I knew what kinds of monsters lurked in the deep, and not just my former father. Creatures that would wrap me up in hundreds of meters of tentacles and drag me into the depths to feast on me alive. Things that could bite me in half with a single chomp. Some that could shock me to death, deal lethal dosages of toxin into my system, or net me up and drag me back to the dark, and more. Nalkas—the god essence of the se
a and eternal enemy of Jigu—was dangerous. We all knew it.
“Stop it!” Mae yelled, breaking into my thoughts. “You’ll worry us both to death. Just look at the sky and paddle.”
I took a deep breath and did as she ordered. The clouds had parted to reveal a sparkling starlit array I wanted so much to share with Hana. This was just the thing we’d been missing out on for months. Training, day in and day out—then the constant worry about whether we’d be discovered—this trip was supposed to be fun.
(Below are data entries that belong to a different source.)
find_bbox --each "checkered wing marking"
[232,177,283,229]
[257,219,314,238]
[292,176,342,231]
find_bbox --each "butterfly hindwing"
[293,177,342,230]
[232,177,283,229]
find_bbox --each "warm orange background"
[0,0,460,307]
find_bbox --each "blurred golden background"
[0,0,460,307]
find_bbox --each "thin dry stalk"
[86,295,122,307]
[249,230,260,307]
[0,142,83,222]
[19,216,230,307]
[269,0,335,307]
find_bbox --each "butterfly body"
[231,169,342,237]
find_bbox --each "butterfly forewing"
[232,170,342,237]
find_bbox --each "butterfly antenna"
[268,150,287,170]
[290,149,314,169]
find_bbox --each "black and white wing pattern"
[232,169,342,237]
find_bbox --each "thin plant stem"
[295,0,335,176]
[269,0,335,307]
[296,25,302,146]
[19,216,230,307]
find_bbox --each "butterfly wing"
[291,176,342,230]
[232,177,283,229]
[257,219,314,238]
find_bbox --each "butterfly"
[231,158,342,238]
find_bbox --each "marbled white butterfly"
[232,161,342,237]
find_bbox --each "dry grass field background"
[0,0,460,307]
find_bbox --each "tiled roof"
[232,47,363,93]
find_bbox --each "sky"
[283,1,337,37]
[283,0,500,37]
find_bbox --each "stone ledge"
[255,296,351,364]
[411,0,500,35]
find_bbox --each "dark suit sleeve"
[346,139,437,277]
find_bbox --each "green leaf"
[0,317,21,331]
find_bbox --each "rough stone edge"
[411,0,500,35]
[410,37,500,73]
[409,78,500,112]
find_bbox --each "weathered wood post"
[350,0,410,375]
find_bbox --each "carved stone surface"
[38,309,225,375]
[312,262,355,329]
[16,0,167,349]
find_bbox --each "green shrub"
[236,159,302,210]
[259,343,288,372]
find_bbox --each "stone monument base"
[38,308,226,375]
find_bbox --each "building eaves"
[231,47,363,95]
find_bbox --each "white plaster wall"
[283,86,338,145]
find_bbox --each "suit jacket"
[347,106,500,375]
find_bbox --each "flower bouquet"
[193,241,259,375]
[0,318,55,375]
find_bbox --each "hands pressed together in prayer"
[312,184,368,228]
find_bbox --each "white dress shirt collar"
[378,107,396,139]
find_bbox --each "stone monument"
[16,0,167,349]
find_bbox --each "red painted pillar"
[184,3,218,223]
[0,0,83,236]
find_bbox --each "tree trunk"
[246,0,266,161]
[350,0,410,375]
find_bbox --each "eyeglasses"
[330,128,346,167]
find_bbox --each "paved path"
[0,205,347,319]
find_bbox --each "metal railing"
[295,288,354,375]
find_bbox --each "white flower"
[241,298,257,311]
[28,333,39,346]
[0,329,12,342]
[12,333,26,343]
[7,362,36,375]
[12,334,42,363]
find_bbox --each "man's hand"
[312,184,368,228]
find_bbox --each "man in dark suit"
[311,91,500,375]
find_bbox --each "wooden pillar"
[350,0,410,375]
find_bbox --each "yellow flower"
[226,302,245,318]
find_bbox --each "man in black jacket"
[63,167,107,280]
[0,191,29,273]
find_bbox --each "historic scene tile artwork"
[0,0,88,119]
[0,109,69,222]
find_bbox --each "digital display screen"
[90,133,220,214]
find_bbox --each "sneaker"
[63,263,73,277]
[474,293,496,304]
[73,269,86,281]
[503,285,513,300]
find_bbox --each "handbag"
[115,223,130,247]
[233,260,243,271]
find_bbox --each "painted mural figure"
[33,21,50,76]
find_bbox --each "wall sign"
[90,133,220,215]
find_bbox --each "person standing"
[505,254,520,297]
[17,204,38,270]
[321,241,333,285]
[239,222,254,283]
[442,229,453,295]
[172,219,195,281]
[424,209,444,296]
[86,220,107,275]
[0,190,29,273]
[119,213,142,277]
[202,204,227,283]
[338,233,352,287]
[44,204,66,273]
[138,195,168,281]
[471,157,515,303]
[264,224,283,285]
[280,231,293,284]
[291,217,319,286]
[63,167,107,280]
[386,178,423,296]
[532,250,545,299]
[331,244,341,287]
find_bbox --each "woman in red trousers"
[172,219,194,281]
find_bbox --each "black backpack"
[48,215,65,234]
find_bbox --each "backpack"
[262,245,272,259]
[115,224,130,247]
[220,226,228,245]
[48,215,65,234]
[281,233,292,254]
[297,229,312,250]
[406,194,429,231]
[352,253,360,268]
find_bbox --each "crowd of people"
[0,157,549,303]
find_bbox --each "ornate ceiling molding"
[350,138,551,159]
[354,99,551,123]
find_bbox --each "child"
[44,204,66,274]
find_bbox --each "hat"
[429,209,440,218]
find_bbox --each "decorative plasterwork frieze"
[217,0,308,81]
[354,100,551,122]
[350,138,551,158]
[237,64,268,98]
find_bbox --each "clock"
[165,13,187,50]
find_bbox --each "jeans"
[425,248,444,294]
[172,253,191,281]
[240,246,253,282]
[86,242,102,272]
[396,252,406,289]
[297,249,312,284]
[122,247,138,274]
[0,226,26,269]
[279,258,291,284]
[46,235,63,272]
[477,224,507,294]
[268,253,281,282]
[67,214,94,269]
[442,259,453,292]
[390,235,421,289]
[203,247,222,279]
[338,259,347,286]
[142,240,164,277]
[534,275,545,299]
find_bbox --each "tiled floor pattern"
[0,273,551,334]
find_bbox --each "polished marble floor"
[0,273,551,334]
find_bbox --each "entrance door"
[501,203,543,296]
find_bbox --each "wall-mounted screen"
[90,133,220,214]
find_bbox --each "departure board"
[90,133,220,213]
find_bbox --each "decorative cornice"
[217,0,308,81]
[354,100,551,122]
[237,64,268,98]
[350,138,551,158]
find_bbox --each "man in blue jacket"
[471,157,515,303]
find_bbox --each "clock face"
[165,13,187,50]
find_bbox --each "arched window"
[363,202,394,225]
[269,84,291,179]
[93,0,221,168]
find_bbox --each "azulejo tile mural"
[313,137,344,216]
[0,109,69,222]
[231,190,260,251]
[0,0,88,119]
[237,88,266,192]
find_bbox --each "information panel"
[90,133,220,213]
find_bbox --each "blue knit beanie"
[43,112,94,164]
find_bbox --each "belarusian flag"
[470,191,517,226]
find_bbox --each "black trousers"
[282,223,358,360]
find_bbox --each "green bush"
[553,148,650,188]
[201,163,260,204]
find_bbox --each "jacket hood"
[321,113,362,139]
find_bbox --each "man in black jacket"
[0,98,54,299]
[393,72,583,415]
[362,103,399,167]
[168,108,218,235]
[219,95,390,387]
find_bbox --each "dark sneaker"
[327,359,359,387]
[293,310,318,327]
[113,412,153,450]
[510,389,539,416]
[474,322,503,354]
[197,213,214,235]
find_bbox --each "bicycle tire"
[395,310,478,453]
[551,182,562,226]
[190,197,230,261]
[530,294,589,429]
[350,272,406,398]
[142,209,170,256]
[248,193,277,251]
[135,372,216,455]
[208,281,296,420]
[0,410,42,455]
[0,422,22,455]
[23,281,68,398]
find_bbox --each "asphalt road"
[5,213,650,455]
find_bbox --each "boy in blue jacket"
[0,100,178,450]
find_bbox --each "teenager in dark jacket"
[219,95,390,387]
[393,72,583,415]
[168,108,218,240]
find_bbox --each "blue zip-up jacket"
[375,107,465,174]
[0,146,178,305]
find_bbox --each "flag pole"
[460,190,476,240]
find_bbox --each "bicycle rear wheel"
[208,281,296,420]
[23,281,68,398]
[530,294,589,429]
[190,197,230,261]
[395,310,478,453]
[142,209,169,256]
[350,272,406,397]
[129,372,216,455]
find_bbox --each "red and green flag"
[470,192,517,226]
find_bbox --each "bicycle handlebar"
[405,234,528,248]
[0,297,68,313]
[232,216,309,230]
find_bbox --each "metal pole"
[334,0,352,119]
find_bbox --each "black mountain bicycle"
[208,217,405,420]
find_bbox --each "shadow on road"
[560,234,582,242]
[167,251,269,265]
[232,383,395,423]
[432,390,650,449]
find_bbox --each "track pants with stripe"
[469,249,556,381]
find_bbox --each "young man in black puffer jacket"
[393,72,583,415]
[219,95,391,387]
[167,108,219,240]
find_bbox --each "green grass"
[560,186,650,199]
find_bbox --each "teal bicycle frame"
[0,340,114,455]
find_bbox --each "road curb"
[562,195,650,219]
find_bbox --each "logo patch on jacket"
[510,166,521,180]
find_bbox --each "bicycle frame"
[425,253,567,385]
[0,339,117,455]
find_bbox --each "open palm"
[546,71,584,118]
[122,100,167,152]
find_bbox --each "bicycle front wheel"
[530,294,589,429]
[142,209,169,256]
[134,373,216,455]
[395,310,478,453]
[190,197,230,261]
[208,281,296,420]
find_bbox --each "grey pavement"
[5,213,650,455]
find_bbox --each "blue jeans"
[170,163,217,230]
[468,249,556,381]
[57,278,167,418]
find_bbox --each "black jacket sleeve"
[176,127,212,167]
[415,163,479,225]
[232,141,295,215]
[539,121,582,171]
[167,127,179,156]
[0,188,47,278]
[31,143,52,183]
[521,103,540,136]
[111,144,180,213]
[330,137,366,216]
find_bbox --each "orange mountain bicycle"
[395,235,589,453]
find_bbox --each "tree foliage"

We were supposed to learn about another culture and help mend the bonds broken by war. What would’ve, could’ve, and should’ve been was not. We were here to spy on a powerful man—one I wasn’t so certain was in the wrong anymore.
Dokun claimed he wanted to limit fifth-level munje and above only, not wipe it out entirely. He said he wanted to make sure that dangerous people didn’t flood the streets with mayhem and destruction. It seemed he wanted to protect people from danger and register those who’d exceeded the limit.
I could understand that. I wanted to protect my family, Hana, and my friends. I wanted to protect my town, my country, and everyone who had ever wished for a better life. There were so many strong people who would do harm for their own selfish desires, never thinking of the damage they could be doing to real people who breathed and suffered.
Images of my father played in my mind’s eye in rapid succession. What felt like a hundred years ago, he handed me Mae’s disc—the one imbedded in my chest—then he kissed me on the head as he said goodbye. Hiro in the garden, holding a knife to my mother’s throat, then gripping me by the neck. Then in the hull of the Valeria as water swept him away and above the craft as water poured out its sides.
I shut my eyes against the barrage of memories and paddled. The sounds of shouting and water splashing against the sides of boats grew louder in my ears as I went, but they felt painfully far away with my burning muscles.